If you increase the verbosity of moses (to 2 or 3) you'll get a better idea 
what it is doing, and you can see whether it really is producing "of" as the 
translation, and why.

cheers - Barry

On Thursday 26 April 2012 16:41:06 Sylvain Raybaud wrote:
> wild guessing here: in TranslationTask::Run, I see there are many
> alternatives for processing the sentence, like doLatticeMBR etc, not
> just runing Manager::ProcessSentence()
> Maybe one of these alternatives must be run for processing confusion
> networks?
> 
> cheers
> 
> Sylvain
> 
> On 26/04/12 15:53, Sylvain Raybaud wrote:
> > Hi Barrow
> >
> >   Thanks for the tip, that sounds likely indeed. I'll try it again but
> > last time I ran the software through valgrind, I got so many errors in
> > external libs that I just gave up.
> >
> > In the meantime, here is the complete fonction that handles the
> > decoding, in case someone sees something obviously wrong in here...
> >
> > static void moses_translate_phonemes(manager_data_t * pool,
> > translation_pair_t * pair) {
> >     debug("starting");
> >
> >     const TranslationSystem& system =
> > StaticData::Instance().GetTranslationSystem(TranslationSystem::DEFAULT);
> > /* there is only one translation system for now */
> >     const StaticData &staticData = StaticData::Instance();
> >     const vector<FactorType> &inputFactorOrder =
> > staticData.GetInputFactorOrder();
> >
> >     MyConfusionNet * cn =
> > phonemes_to_cn(pool->mp_engine->phonemes_cm,pair->source->phonemes,pool->
> >mp_config->cn_width,pool->mp_config->cn_thresh,inputFactorOrder);
> >
> >     Manager * manager = new Manager(*cn,staticData.GetSearchAlgorithm(),
> > &system);
> >     manager->ProcessSentence();
> >     const Hypothesis* hypo = manager->GetBestHypothesis();
> >
> >     string hyp = moses_get_hyp(hypo);
> >     char * hyp_ret = (char*)malloc((strlen(hyp.c_str())+1)*sizeof(char));
> >     strcpy(hyp_ret,hyp.c_str());
> >
> >     pair->translation_score = UntransformScore(hypo->GetScore());
> >     translation_pair_set_target(pair, hyp_ret,NULL);
> >
> >     delete manager;
> >     delete cn;
> >
> > }
> >
> > cheers,
> >
> > Sylvain
> >
> > On 26/04/12 13:49, Barry Haddow wrote:
> >> Hi Sylvain
> >>
> >> I'm not familiar with this part of the code, but the strange score
> >> suggests that there's some uninitialised memory. You could try running
> >> through valgrind and it might give some clues,
> >>
> >> cheers - Barry
> >>
> >> On Thursday 26 Apr 2012 12:24:11 Sylvain Raybaud wrote:
> >>> Hi all
> >>>
> >>>   I'm using Moses API for decoding a confusion network. The CN is
> >>> created from the output of an ASR engine and a confusion matrix. More
> >>> precisely (even though it's probably irrelevant to my problem), the ASR
> >>> engine provides a string of phonemes (1-best) and the confusion matrix
> >>> provides alternatives for each phonemes (the idea was described in
> >>> Jiang et al., _Phonetic representation based speech translation_, MT
> >>> Summit XIII, 2011).
> >>>
> >>> When the CN is dumped into a file and I use
> >>> moses -f moses.phonemes.cn.ini < CN
> >>> to decode it, everything is fine.
> >>>
> >>> But when I use Moses API (loading the same configuration file), I get
> >>> incomplete translations, like:
> >>>
> >>> ASR output (French): "nous font sont toujours chimistes plume
> >>> rassembleront ch je trouve que le office de ce tout de suite"

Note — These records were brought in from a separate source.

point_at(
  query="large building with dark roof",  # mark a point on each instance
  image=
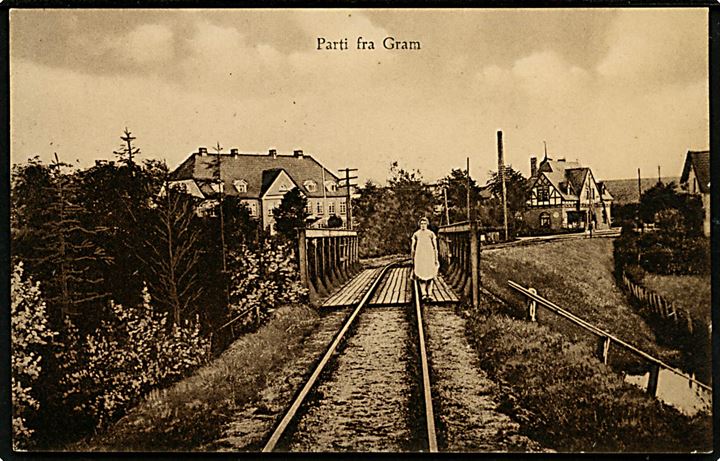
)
(262, 180)
(565, 195)
(695, 179)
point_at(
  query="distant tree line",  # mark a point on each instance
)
(120, 286)
(675, 246)
(386, 217)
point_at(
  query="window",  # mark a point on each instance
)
(543, 193)
(310, 185)
(240, 185)
(545, 220)
(217, 187)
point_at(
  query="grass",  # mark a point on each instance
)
(193, 412)
(566, 399)
(578, 276)
(691, 292)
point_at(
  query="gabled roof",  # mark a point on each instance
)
(700, 163)
(625, 191)
(576, 178)
(556, 171)
(270, 176)
(251, 168)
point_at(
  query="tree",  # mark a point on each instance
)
(387, 217)
(290, 214)
(56, 241)
(173, 254)
(656, 201)
(335, 221)
(515, 193)
(456, 185)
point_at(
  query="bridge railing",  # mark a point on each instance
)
(327, 258)
(606, 339)
(459, 253)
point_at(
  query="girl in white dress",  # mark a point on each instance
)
(425, 257)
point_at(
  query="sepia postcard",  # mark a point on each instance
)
(360, 230)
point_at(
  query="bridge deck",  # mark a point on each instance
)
(353, 290)
(395, 289)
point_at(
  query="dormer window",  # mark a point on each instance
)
(217, 187)
(310, 185)
(240, 185)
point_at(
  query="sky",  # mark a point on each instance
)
(616, 89)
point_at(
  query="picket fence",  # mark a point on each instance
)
(651, 302)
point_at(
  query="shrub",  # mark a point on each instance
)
(30, 333)
(264, 279)
(127, 357)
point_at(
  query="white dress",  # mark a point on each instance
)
(425, 244)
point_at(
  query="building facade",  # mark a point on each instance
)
(695, 179)
(564, 195)
(261, 181)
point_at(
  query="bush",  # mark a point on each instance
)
(30, 335)
(568, 400)
(127, 357)
(264, 279)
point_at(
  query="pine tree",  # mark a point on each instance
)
(290, 214)
(173, 254)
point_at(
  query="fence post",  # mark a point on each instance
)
(532, 306)
(604, 349)
(302, 258)
(653, 379)
(474, 269)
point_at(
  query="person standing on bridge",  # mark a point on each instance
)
(425, 257)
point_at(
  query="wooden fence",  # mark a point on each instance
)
(327, 258)
(654, 304)
(459, 253)
(606, 339)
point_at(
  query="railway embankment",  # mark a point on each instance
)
(232, 403)
(549, 378)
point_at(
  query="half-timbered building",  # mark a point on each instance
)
(565, 195)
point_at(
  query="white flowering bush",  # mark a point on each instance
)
(30, 333)
(130, 355)
(263, 280)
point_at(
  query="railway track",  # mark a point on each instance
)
(289, 425)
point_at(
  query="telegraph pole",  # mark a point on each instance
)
(501, 172)
(348, 198)
(468, 187)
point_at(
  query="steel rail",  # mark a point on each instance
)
(285, 422)
(427, 395)
(601, 333)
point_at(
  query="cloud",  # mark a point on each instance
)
(657, 46)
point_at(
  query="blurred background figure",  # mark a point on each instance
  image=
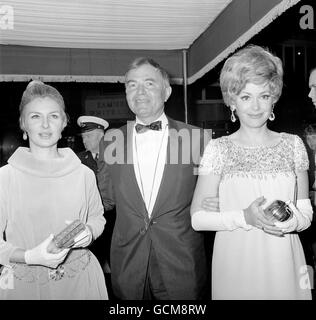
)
(312, 86)
(92, 132)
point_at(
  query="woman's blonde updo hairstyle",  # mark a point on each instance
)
(253, 64)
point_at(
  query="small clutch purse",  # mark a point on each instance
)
(65, 238)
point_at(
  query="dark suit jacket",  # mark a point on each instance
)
(87, 159)
(179, 249)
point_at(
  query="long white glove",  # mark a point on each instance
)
(40, 256)
(219, 221)
(301, 219)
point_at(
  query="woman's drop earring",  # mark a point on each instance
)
(272, 116)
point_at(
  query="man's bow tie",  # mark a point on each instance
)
(140, 128)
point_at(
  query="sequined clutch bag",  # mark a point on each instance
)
(65, 238)
(279, 210)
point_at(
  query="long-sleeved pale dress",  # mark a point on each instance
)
(36, 197)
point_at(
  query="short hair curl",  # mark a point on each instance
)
(37, 89)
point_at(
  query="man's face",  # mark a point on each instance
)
(311, 141)
(312, 86)
(91, 140)
(146, 92)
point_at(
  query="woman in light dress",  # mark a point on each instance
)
(42, 188)
(254, 257)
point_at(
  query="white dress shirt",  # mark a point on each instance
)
(149, 157)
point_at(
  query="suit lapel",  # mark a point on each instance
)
(167, 183)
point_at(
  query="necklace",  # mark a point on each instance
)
(155, 170)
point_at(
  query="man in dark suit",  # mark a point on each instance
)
(92, 131)
(148, 172)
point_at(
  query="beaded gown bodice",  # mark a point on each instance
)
(226, 158)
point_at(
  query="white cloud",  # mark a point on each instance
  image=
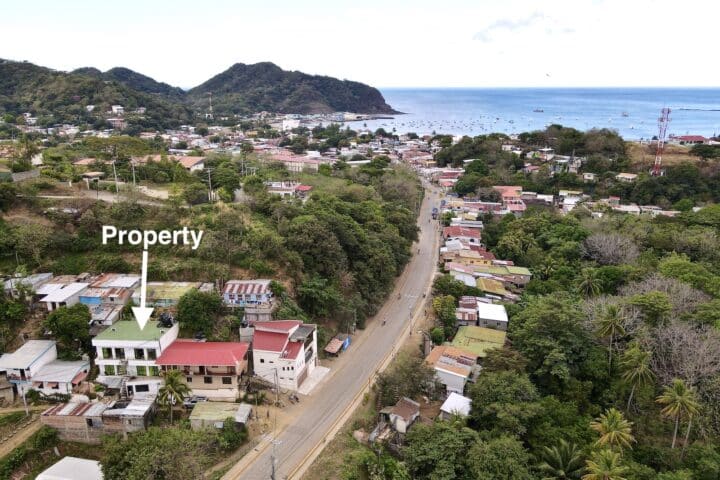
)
(458, 43)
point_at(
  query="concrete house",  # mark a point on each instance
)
(123, 350)
(492, 316)
(241, 293)
(64, 296)
(88, 422)
(285, 350)
(24, 363)
(31, 282)
(403, 414)
(211, 369)
(59, 376)
(453, 366)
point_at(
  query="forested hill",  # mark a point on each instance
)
(137, 81)
(265, 86)
(62, 97)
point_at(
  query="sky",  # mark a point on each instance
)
(448, 43)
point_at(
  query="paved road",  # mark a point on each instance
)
(105, 196)
(323, 411)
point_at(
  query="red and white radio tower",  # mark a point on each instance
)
(663, 122)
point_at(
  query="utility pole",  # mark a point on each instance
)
(273, 461)
(277, 390)
(210, 195)
(117, 188)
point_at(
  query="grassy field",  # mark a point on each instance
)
(644, 155)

> >>> Phonetic representation: "n u f on s on t t u ge u r ch i m i s t z p l
> >>> y m r a s an b l swa r on ch ge swa t r u v k swa l swa oh f i s swa d
> >>> swa s swa t u d s h i t"
> >>> Translation: "of"
> >>> score: 903011968.000000
> >>>
> >>> Note that the transcription is poor (I haven't really tuned the ASR
> >>> engine), but still, the translation ought to be more than just "of".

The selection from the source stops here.